Peut-être que Monsieur Leroy avait rendu une visite de courtoisie aux De Vermeil peu de temps avant, étant donné que leurs enfants étaient amis ? Cela paraissait peu probable au vu du caractère renfermé des De Vermeil et celui quelque peu décalé de Monsieur Leroy. C’était un homme gentil et attentionné avec son fils, et il semblait mettre un soin particulier à être poli, mais il avait une manière bien à lui de ne pas faire exactement comme on en attendait de lui. Marthe ne l’imaginait pas se rendre au domicile des parents d’un ami de son fils pour faire connaissance avec eux. Il semblait trop timide pour cela. Mais comment avait-il pu perdre son briquet, s’étaient-ils battu ? Etait-il présent le soir fatidique ?
Ce furent les questions qui revinrent le plus le lendemain midi au sein du petit groupe. En l’absence d’autres pistes, ils décidèrent de surveiller les époux Leroy dans les jours voire les semaines qui suivaient, afin de mieux les connaitres et peut-être déterminer s’ils étaient suspects. André était coincé au bar quasiment tout le temps, donc il s’engagea à être plus que jamais à l’écoute des rumeurs, en particulier celles qui concernaient la famille. François et Robert étaient plus libres de leurs mouvements, aussi s’organisèrent pour se relayer à l’observation des Leroy. Ils décidèrent de se poster dans le bois un peu en hauteur au nord du moulin pour observer leurs aller-retours. Quant à Marthe, elle allait essayer d’interroger le petit Emile sur ses parents à son prochain cours de musique, et essayer d’en savoir plus sur leur relation avec les De Vermeil.
Robert commença l’observation l’après-midi même. Déterminé, il emporta une paire de jumelles, sa montre, un carnet et un stylo pour noter tous les détails qui pourraient être utiles au groupe, sa flasque de whisky et son revolver. Il suivit le chemin un temps, puis se mit au couvert des bois pour ne pas être vu avant de trouver son point de surveillance idéal ; un tronc renversé et en décomposition au travers duquel il avait une bonne vue sur le moulin et son jardin.
Il était un peu plus de quatorze heures et Emile était déjà dans le jardin, en train de courir derrière un de ses chiens. Ensuite il s’allongea sur l’herbe et Robert dû sortir les jumelles pour voir ce qu’il faisait. L’enfant était en train de dessiner en s’appliquant, l’air concentré, tandis que ses chiens étaient assis de chaque côté. C’est seulement à ce moment-là que Robert remarqua une silhouette à une fenêtre du rez-de-chaussée, parfaitement immobile. Madame Leroy, complètement inexpressive, observait elle aussi son fils.
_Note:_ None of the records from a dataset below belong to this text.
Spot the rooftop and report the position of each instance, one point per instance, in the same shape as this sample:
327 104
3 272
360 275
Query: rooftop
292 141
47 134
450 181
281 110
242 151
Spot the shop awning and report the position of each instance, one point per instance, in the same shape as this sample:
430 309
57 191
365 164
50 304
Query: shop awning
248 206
Robert passa les heures suivantes à alterner ses jumelles entre l’enfant qui jouait sans se fatiguer et Madame Leroy qui ne bougeait pas d’un pouce à la fenêtre, jusqu’à ce que celle-ci disparaisse pour réapparaitre quelques secondes plus tard à la porte d’entrée. Elle dit quelque chose à son fils, mais Robert ne l’entendit pas ; le vent n’était pas dans le bon sens et sa cachette était entourée d’oiseaux bien occupés à faire le plus de bruit possible. Vu l’heure, seize heure trente pile, et l’énergie que mis Emile à rentrer dans le moulin le plus vite possible, il supposa qu’il était l’heure de goûter pour l’enfant. Cela se confirma une quinzaine de minutes plus tard quand le petit sortit en trombe de la maison pour continuer à jouer. Robert ne fut pas étonné de voir que Madame Leroy était retournée à son poste derrière la fenêtre.
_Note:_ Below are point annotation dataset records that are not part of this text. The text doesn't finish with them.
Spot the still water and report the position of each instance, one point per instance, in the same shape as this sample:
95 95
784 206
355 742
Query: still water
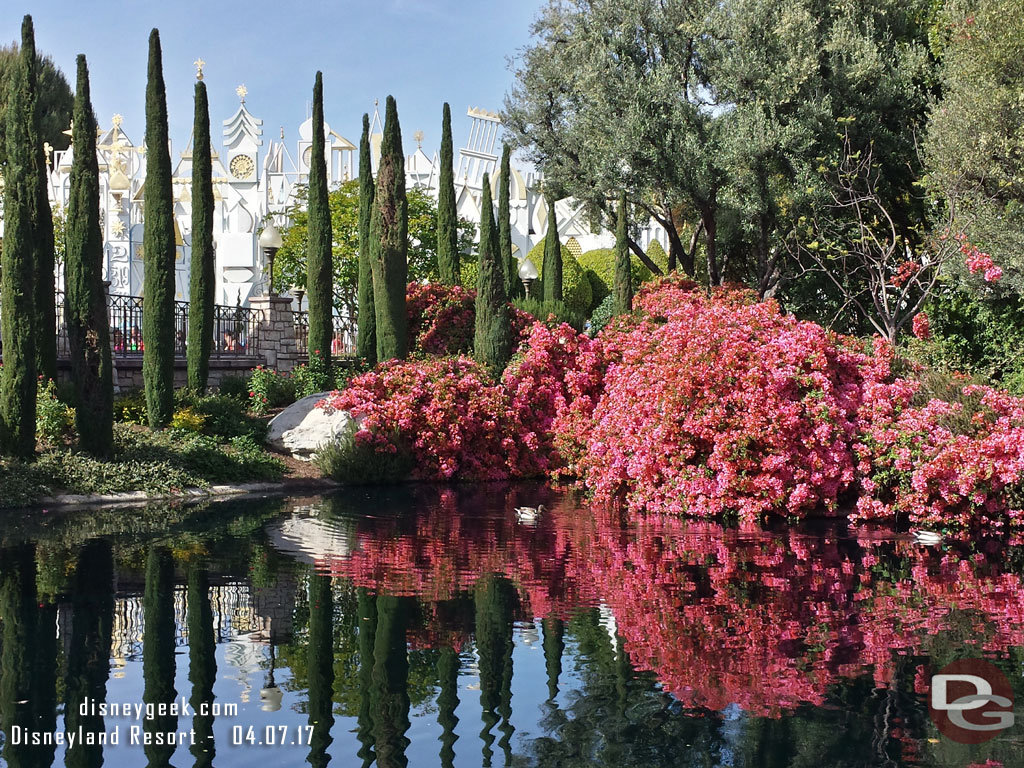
429 627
La flasque de Robert était presque vide quand l’enfant rentra dîner à dix-neuf heure trente, et il ne se passa plus rien pendant un long moment. Avec François, ils s’étaient dit que ce serait intéressant de rester jusqu’à minuit, au moins les premiers jours, pour voir s’il y avait quelque chose de louche. Il commençait à avoir sérieusement envie de se trouver dans son lit quand il vit Monsieur Leroy sortir de la maison. Il faisait nuit, il avait une bougie dans une main et une sorte de plumeau noir dans l’autre. Ensuite, Robert ne comprit pas trop. Monsieur Leroy se rendit d’un air décidé à plusieurs endroits précis du jardin et fait de grands gestes avec son plumeau tout en bougeant les lèvres. L’opération dura plusieurs minutes, puis il rentra dans le moulin et plus rien ne se passa.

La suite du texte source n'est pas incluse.